Co-Authored-By: Claude Opus 4.8 (1M context) <noreply@anthropic.com>
Signed-off-by: Christian Brabandt <cb@256bit.org>
---

diff --git a/src/testdir/test_textprop2.vim b/src/testdir/test_textprop2.vim
index 48387d1c04..fdebf794af 100644
--- a/src/testdir/test_textprop2.vim
+++ b/src/testdir/test_textprop2.vim
@@ -479,8 +479,9 @@ func Test_textprop_undo_bad_prop_count()
   call prop_type_add('Xtp', {})
   call prop_add(2, 1, {'type': 'Xtp', 'length': 1})
 
-  " this caused OOB read, now it triggers internal error
-  call assert_fails('call prop_list(1)', ['E340:', 'corrupted'])

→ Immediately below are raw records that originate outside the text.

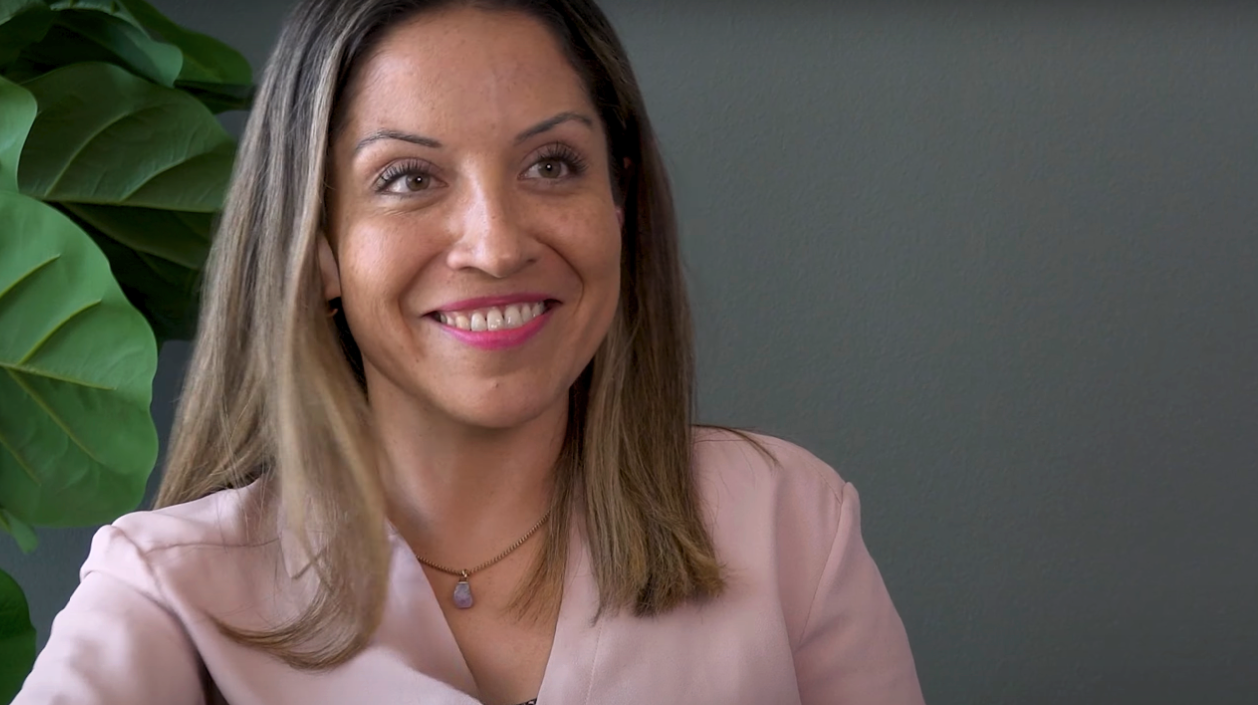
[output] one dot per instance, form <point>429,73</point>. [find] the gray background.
<point>999,266</point>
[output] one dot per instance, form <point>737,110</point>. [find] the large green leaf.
<point>206,61</point>
<point>106,136</point>
<point>156,256</point>
<point>22,23</point>
<point>16,112</point>
<point>86,35</point>
<point>16,638</point>
<point>77,361</point>
<point>108,6</point>
<point>20,531</point>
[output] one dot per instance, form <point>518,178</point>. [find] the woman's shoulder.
<point>762,462</point>
<point>220,519</point>
<point>157,547</point>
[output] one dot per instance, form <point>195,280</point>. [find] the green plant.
<point>112,165</point>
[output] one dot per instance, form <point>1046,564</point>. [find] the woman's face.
<point>473,233</point>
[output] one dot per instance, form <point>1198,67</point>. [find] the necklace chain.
<point>511,549</point>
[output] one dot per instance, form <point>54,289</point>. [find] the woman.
<point>435,443</point>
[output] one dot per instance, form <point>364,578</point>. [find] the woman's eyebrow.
<point>550,124</point>
<point>544,126</point>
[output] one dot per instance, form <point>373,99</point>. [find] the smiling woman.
<point>437,442</point>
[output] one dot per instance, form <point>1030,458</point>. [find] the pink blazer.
<point>807,618</point>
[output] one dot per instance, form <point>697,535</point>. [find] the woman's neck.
<point>458,492</point>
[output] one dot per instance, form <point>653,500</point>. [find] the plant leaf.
<point>106,136</point>
<point>22,23</point>
<point>86,35</point>
<point>16,638</point>
<point>107,6</point>
<point>19,530</point>
<point>77,361</point>
<point>16,112</point>
<point>157,258</point>
<point>206,61</point>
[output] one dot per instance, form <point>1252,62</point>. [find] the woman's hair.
<point>274,393</point>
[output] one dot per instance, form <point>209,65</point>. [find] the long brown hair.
<point>273,395</point>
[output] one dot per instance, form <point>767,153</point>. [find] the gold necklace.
<point>462,596</point>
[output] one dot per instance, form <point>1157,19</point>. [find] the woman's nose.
<point>491,237</point>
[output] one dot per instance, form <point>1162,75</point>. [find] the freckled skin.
<point>481,215</point>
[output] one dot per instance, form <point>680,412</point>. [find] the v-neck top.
<point>805,618</point>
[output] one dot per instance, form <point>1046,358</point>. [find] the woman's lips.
<point>496,327</point>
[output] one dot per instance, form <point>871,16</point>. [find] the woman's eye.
<point>409,183</point>
<point>550,169</point>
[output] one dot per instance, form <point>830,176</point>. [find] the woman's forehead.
<point>464,69</point>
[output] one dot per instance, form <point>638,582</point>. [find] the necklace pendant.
<point>463,594</point>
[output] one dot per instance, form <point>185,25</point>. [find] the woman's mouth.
<point>492,317</point>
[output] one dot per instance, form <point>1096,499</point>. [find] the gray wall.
<point>998,265</point>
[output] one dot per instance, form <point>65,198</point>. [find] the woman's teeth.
<point>496,317</point>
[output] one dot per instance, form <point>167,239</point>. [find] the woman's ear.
<point>620,209</point>
<point>328,270</point>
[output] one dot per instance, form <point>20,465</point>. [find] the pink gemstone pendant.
<point>463,594</point>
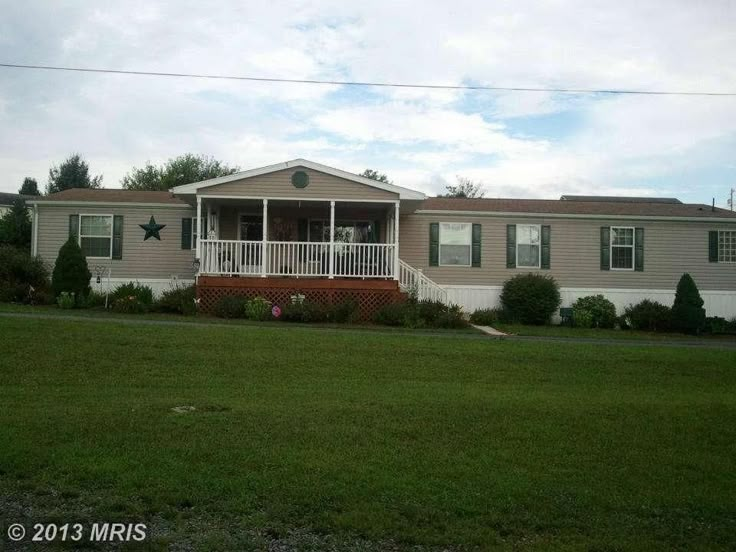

+  " this caused OOB read, now it is rejected as a corrupted (untrusted) undo
+  " file with a catchable error instead of an internal error
+  call assert_fails('call prop_list(1)', 'E967:')
 
   call prop_type_delete('Xtp')
   bwipe!
diff --git a/src/textprop.c b/src/textprop.c
index 858d8dbcec..e13e44b946 100644
--- a/src/textprop.c
+++ b/src/textprop.c
@@ -99,7 +99,7 @@ um_goto_line(unpacked_memline_T *um, linenr_T lnum, int extra_props)
     // New format: [prop_count (uint16)][textprop_T...][vtext...]
     if (propdata_len < PROP_COUNT_SIZE + sizeof(textprop_T))
     {
-	iemsg(e_text_property_info_corrupted);
+	emsg(e_text_property_info_corrupted);
 	um->buf = NULL;
 	return false;
     }
@@ -111,7 +111,7 @@ um_goto_line(unpacked_memline_T *um, linenr_T lnum, int extra_props)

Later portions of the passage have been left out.